Measles: Global Update
Updated: May 02, 2017
Travel Health Notice
Measles is a highly contagious disease. It can spread quickly from person to person by direct contact and through droplets in the air. It is one of the leading causes of death in young children worldwide.
Measles can be easily prevented by a safe and cost-effective vaccine.
Measles is still circulating in many parts of the world. You are at an increased risk of the measles infection if you have not had the illness, if you have not had the vaccine or have only received one of the two recommended doses.
Where is measles a concern?
You can find a map of reported measles cases worldwide on the World Health Organization (WHO) website. Areas of higher concern include China, Guinea, India, Mongolia, Nigeria, Pakistan, Afghanistan, Belgium, France, Germany, Italy, Poland and Romania.
Consult a health care provider or visit a travel health clinic six weeks before you travel.
Be sure that your routine vaccines are up-to-date regardless of your travel destination.
1. Get vaccinated for measles
Travellers should make sure they have received two doses of the measles-mumps-rubella (MMR) or measles-mumps-rubella-varicella (MMRV) immunization, regardless of their travel destination.
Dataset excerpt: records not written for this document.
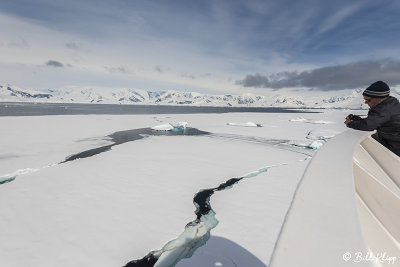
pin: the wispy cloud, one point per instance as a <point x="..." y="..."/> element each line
<point x="347" y="76"/>
<point x="334" y="20"/>
<point x="119" y="70"/>
<point x="54" y="63"/>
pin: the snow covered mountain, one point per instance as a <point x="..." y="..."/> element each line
<point x="290" y="99"/>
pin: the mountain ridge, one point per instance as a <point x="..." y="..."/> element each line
<point x="300" y="99"/>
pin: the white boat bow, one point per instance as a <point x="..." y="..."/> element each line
<point x="346" y="209"/>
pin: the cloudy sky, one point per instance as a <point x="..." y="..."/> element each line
<point x="211" y="46"/>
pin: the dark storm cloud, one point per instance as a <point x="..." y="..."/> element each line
<point x="54" y="63"/>
<point x="348" y="76"/>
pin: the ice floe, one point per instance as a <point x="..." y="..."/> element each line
<point x="169" y="127"/>
<point x="300" y="119"/>
<point x="247" y="124"/>
<point x="321" y="134"/>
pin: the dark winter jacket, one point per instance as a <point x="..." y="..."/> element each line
<point x="385" y="118"/>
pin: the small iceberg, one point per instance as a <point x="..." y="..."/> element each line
<point x="321" y="134"/>
<point x="314" y="145"/>
<point x="300" y="119"/>
<point x="169" y="127"/>
<point x="247" y="124"/>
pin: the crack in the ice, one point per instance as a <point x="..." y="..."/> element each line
<point x="197" y="232"/>
<point x="121" y="137"/>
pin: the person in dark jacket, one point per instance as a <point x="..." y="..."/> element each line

- Infants (6 months to 12 months):
- The vaccine may be given as early as six months of age during outbreaks, or for travel to regions where measles is a concern. If this is the case, the routine two dose series must be restarted on or after the first birthday. A total of three doses are given.
- Children/adolescents (12 months to 17 years of age):
- Two doses of the vaccine are recommended. The first dose should be given at 12-15 months of age. The second dose should be given at 18 months of age or any time thereafter (typically before school entry).
- Adults (18 years of age and older):
- Travellers born in or after 1970 should make sure that they have received two doses of the vaccine.
- Travellers born before 1970 should receive one dose the measles vaccine if they do not have one of the following:
- documented evidence of receiving a vaccine on or after their first birthday;
- laboratory evidence of immunity (e.g. through blood testing); or
- a history of laboratory confirmed measles disease.
2. Wash your hands frequently
- Wash your hands often with soap and water for at least 20 seconds.
- Use alcohol-based hand sanitizer if soap and water are not available. Keep a bottle with you when you travel.
3. Practise proper cough and sneeze etiquette:
- Cover your mouth and nose with your arm to reduce the spread of germs.
- Dispose of tissues as soon as possible after use, and wash your hands.
4. Monitor your health
- See a healthcare provider if you develop these symptoms when travelling or after you return to Canada:
- Alert the health care provider about your symptoms before your appointment, so they can take proper precautions.
- Tell the health care provider which countries you have visited.
- Measles can spread four days before the rash starts, until four days after it appears. It is best to avoid close contact with other people during this time to reduce the chance of infecting others.
- If you notice these symptoms during the flight, tell the flight attendant before you land, or the border services officer as you enter the country. They will notify a quarantine officer who can assess the symptoms and refer you to medical care.